18/09/2022
•MESSI SYNDROM
Als Messies werden Personen mit der Unfähigkeit bezeichnet, ihre eigene Wohnung oder ihr Haus in Ordnung zu halten, weil sie an den belanglosesten Gegenständen festhalten, welche normalerweise in den Müll gehören. Das Messie-Syndrom ist eine Persönlichkeitsstörung, wobei die Ausprägungen genau wie bei anderen Syndromen von Mensch zu Mensch unterschiedlich stark sind. “Messie” ist ursprünglich ein abwertender Ausdruck der deutschen Umgangssprache. Durch die häufige Verwendung des Begriffs in größeren Medien wird er inzwischen jedoch auch in der psychotherapeutischen Fachwelt verwendet.

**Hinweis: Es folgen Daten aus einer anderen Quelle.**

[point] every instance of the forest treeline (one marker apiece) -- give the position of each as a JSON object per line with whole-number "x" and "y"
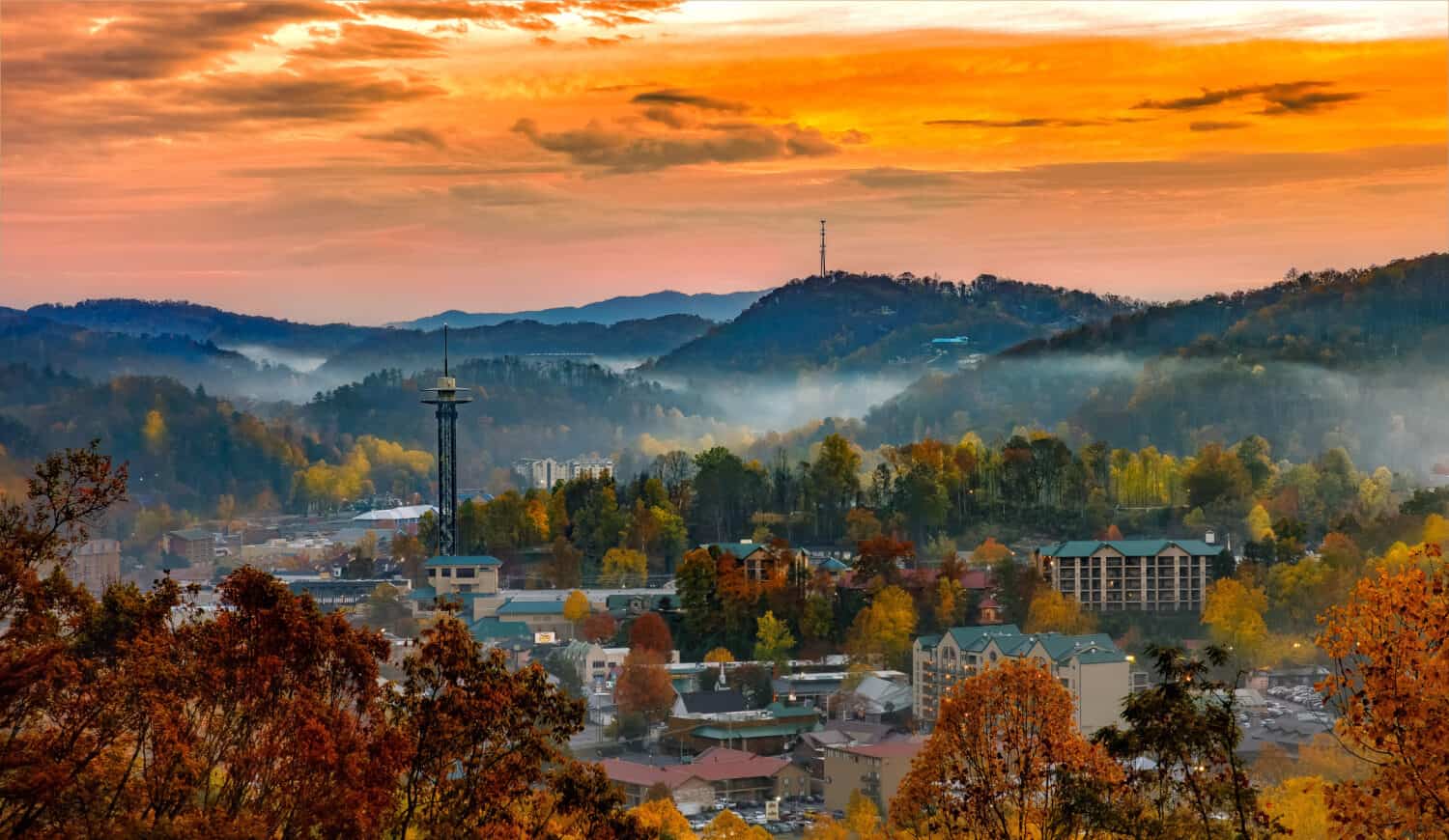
{"x": 1335, "y": 358}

Leichtere Fälle von Messies fallen vor allem dadurch auf, dass die Tische und Stühle in ihren Wohnungen keine freien Flächen mehr haben, weil sich auf ihnen Zeitungen oder Zeitschriften längst vergangener Monate und Jahre darauf stapeln. Ist die Erkrankung hingegen schwerer, werden auch verbrauchte Gegenstände wie kaputte Möbel, alte Geräte, leere Flaschen oder Konservendosen aufbewahrt.
Starke Ausprägungen des Messie-Syndroms können die Angehörigen der Betroffenen auf eine harte Probe stellen: Vor lauter Unrat kann man in der Wohnung kaum noch einen Schritt tun, da die Zimmer und Flure verstellt sind. Hinzu kommt ein unvermeidbarer Ekel-Faktor, da extreme Messies buchstäblich im eigenen Müll leben und die Wände schimmeln, Ungeziefer kann sich einnisten. Im allerschlimmsten Fall sind die Bewohner selber nicht mehr am Leben.